There are no easy ways to address the problems discussed here. As previously mentioned, research writing is cognitively complex; it requires a sophisticated view of the role of research in creating knowledge and of the conversation of competing views surrounding most research questions. Possible solutions include:

  1. Encouraging students to think of their research topic in terms of a question or problem rather than a topic area. This reminds students of the difference between an “all about” paper and a thesis-governed paper focused on a problem. Another alternative is to give your students a problem to explore or a thesis to defend.
  2. Requiring a prospectus, which demands considerable preliminary research, will help prevent an end-of-the term rush job. Such a prospectus will help to focus students’ attention on the articulation of a problem, and will reveal to you those who need early assistance, possibly from the writing centers on campus.

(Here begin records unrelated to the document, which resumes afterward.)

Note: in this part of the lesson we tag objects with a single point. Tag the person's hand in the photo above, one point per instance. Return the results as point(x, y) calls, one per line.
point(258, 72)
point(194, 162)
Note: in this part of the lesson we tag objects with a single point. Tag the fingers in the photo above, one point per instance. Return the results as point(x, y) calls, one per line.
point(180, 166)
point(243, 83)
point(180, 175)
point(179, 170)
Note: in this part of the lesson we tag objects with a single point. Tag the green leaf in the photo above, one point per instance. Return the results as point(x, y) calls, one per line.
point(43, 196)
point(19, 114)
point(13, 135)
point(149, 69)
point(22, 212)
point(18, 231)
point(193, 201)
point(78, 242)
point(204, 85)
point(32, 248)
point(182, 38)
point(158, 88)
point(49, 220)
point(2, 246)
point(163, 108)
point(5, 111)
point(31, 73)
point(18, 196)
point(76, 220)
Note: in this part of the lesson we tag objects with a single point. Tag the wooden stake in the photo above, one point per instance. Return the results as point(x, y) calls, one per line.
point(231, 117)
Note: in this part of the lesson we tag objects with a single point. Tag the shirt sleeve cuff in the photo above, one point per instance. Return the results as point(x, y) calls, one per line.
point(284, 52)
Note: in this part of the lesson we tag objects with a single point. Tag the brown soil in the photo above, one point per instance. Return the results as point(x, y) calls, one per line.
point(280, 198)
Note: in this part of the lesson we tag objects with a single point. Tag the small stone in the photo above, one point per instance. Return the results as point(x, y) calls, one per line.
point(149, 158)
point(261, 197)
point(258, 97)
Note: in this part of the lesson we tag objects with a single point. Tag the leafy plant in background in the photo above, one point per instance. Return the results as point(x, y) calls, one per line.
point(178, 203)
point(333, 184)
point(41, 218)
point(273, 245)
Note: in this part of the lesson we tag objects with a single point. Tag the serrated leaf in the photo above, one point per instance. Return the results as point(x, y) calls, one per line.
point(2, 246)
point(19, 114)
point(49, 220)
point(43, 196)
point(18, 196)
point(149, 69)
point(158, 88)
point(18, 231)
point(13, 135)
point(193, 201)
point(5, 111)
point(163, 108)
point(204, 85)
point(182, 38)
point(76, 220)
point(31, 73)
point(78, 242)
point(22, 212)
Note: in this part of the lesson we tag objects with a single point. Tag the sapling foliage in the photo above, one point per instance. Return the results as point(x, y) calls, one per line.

Also, the kinds of entries on the annotated bibliography will tell you something about the sophistication of their research skills.
  3. Teaching the prototypical structure of essay writing: writing titles; writing an introduction (problem, thesis, overview); developing ideas (outlining, first draft, revision); writing a conclusion.
  4. Assigning an exploratory essay due several weeks before the final research paper. This could be a “low stakes” assignment, a first-person narrative account of the students’ research process that traces the evolution of their thinking and explores issue in depth. Evaluating such assignments does not need to require a lot of time, especially if they are not graded and the comments made are limited and focused on the most salient points. Often teachers enjoy reading the exploratory essays more than the finished research paper.
  5. Giving several short research assignments or a structured assignment that breaks projects into stages.

Although there are some generic skills of research that apply to all disciplines, the real nitty-gritty of research writing – as a process of inquiry, analysis, and argumentation – needs to be taught within each discipline. When instructors appreciate the complexity of academic research writing, particularly its strangeness to students unfamiliar with academic discourse and unaccustomed to associating writing with their own curiosity and wonder, they can better understand (but not condone) students’ tendency toward plagiarism in research writing. As a final suggestion, it is useful to create a file of model research papers written for your courses in the past. Attach to each one an explanation of why you admire the paper, pointing out features you particularly like. If possible, include the prospectus and all the drafts of one of the papers. You can put this file on library reserve.